Segretaria metropolitana
Partito Democratico di Milano

Regione Lombardia: "Per Fontana unica strada possibile sono le dimissioni"

MILANO - "Contraddizioni, inesattezze e bugie. Davvero troppe e dal peso tutto politico. Ed è su questo piano che ci interessa stare, in ballo c'è la credibilità del Presidente di una Regione, messa in ginocchio da un'emergenza sanitaria senza eguali. Una regione gestita in maniera fallimentare, guidata da un gruppo politico che ora si trova a fare i conti con un groviglio di bugie e affari di famiglia davvero difficile da sbrogliare.
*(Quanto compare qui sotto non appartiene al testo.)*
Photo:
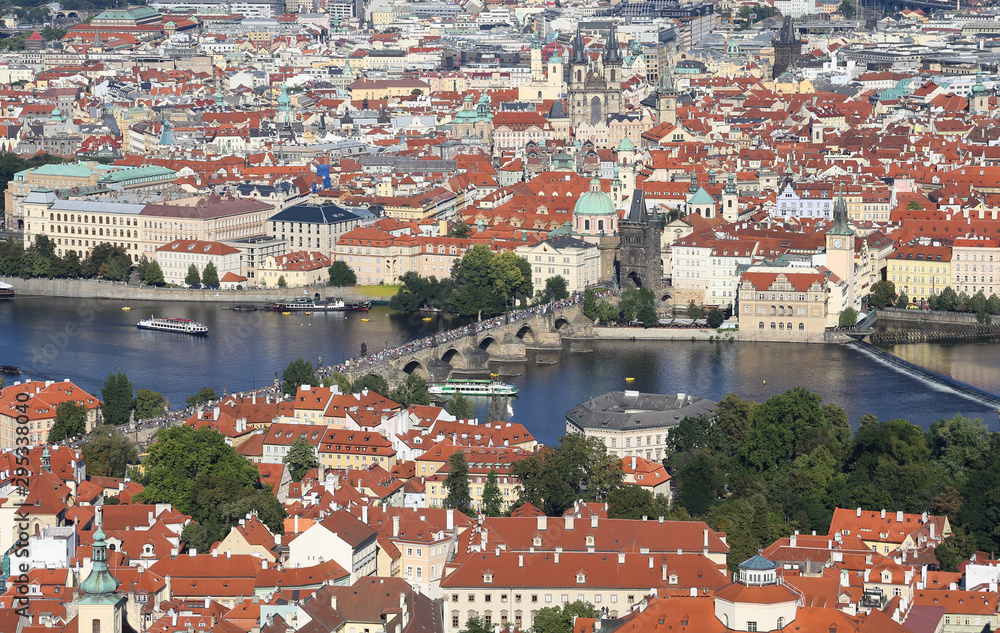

Fontana ha mentito ai lombardi, prima dicendo di non essere al corrente della faccenda dei camici e poi difendendo l'operazione come una donazione.

Tutte informazioni fino ad oggi smentite. Ma ha mentito anche sul suo conto in Svizzera, dichiarando che non fosse operativo. Non ci sono più le condizioni per restare: il governatore ora ha tradito la fiducia dei suoi cittadini, dopo aver mal gestito la crisi. Per noi Fontana può solo scegliere le dimissioni: un atto di responsabilità e di rispetto nei confronti della Lombardia".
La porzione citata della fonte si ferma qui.